A ação de improbidade administrativa e a competência do juízo de primeiro grau, será que existe uma lacuna constitucional, capaz de trazer a natureza penal às ações de improbidade?
Antes de nos adentrarmos ao tema de competência, cumpre-nos definir quem se enquadraria ao termo de agente político, senão vejamos.
O saudoso administrativista Hely Lopes Meirelles define: “agentes políticos são os componentes do Governo nos seus primeiros escalões, investidos em cargos, funções, mandatos ou comissões, por nomeação, eleição, designação ou delegação para o exercício de atribuições constitucionais. Nesta categoria encontram-se, na órbita municipal, o chefe do Executivo (prefeito) e seus auxiliares imediatos (secretários municipais), os membros do Poder Legislativo (vereadores), os membros dos Tribunais de Contas (nos municípios onde houver) e demais autoridades que atuem com independência funcional no desempenho de atribuições constitucionais” (MEIRELLES, Hely Lopes. Direito Municipal Brasileiro. 15. ed. atual. São Paulo: Malheiros, 2006 p. 582.).
Celso Antônio Bandeira de Mello adota um critério mais preciso, considerando como agentes políticos os titulares dos cargos estruturais à organização política do país, isto é, aqueles que ocupam o arcabouço constitucional do Estado. São eles: o Presidente da República, os Governadores, Prefeitos e respectivos vices, os auxiliares imediatos dos referidos chefes do Executivo (Ministros, Secretários), bem como os Senadores, Deputados Federais e Estaduais e Vereadores. (MELLO, Celso Antônio Bandeira de. Curso de Direito Administrativo. 22. ed., rev. e atual. 2007, São Paulo: Malheiros, p. 238 e 239.).
Para a Prof.ª Maria Sylvia Zanella Di Pietro: “A ideia de agente político liga-se, indissociavelmente, à de governo e à de função política, a primeira dando ideia de órgão (aspecto subjetivo) e, a segunda, de atividade (aspecto objetivo). (PIETRO, Maria Sylvia Zanella Di. Direito Administrativo, 20ª edição, Editora Atlas, 2007, página 478.).
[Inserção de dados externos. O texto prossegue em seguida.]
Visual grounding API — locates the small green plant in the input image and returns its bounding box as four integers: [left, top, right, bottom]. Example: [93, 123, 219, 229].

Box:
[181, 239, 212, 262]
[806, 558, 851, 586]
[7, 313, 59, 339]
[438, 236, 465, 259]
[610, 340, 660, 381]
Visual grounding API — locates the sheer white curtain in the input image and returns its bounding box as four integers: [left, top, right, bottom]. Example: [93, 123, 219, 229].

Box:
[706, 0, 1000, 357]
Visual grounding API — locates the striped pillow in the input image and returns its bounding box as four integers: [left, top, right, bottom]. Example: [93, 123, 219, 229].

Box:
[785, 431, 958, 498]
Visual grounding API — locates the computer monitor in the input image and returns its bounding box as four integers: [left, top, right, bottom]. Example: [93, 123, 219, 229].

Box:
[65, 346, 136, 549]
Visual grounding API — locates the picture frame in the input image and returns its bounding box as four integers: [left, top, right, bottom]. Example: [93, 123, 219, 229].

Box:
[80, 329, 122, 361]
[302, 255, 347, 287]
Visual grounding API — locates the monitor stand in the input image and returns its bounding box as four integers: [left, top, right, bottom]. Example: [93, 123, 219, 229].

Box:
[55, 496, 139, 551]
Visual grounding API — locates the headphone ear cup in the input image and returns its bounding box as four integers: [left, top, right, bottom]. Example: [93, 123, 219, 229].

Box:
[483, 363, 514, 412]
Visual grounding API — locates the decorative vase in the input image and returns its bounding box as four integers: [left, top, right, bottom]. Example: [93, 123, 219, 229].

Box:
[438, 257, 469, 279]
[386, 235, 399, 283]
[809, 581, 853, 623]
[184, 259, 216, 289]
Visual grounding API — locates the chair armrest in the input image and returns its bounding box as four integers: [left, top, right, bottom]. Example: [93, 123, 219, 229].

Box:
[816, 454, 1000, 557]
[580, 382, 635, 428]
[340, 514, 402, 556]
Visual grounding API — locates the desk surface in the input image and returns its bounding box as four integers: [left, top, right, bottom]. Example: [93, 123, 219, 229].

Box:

Entendemos como agente político todo aquele que possui independência funcional e política, assim, para o presente estudo, adotaremos o posicionamento de Celso Antônio Bandeira de Mello.
Posto isto, passamos a analisar a competência da primeira instância para julgar ação de improbidade administrativa contra agentes políticos detentores de prerrogativa de foro (popularmente conhecida como foro privilegiado).
O foro especial por prerrogativa de função está previsto na Constituição Federal e é necessariamente em relação às infrações penais comuns, o que nos permite concluir que o mesmo não é extensível às ações de natureza civil.
Sabendo disso, recentemente (03/05/2018), o Supremo Tribunal Federal firmou a seguinte tese:
I) O foro por prerrogativa de função aplica-se apenas aos crimes cometidos durante o exercício do cargo e relacionados às funções desempenhadas; e
(II) Após o final da instrução processual, com a publicação do despacho de intimação para apresentação de alegações finais, a competência para processar e julgar ações penais não será mais afetada em razão de o agente público vir a ocupar outro cargo ou deixar o cargo que ocupava, qualquer que seja o motivo. [Tese definida na AP 937 QO, rel. min. Roberto Barroso, P, j. 3-5-2018, DJE 265 de 11-12-2018.]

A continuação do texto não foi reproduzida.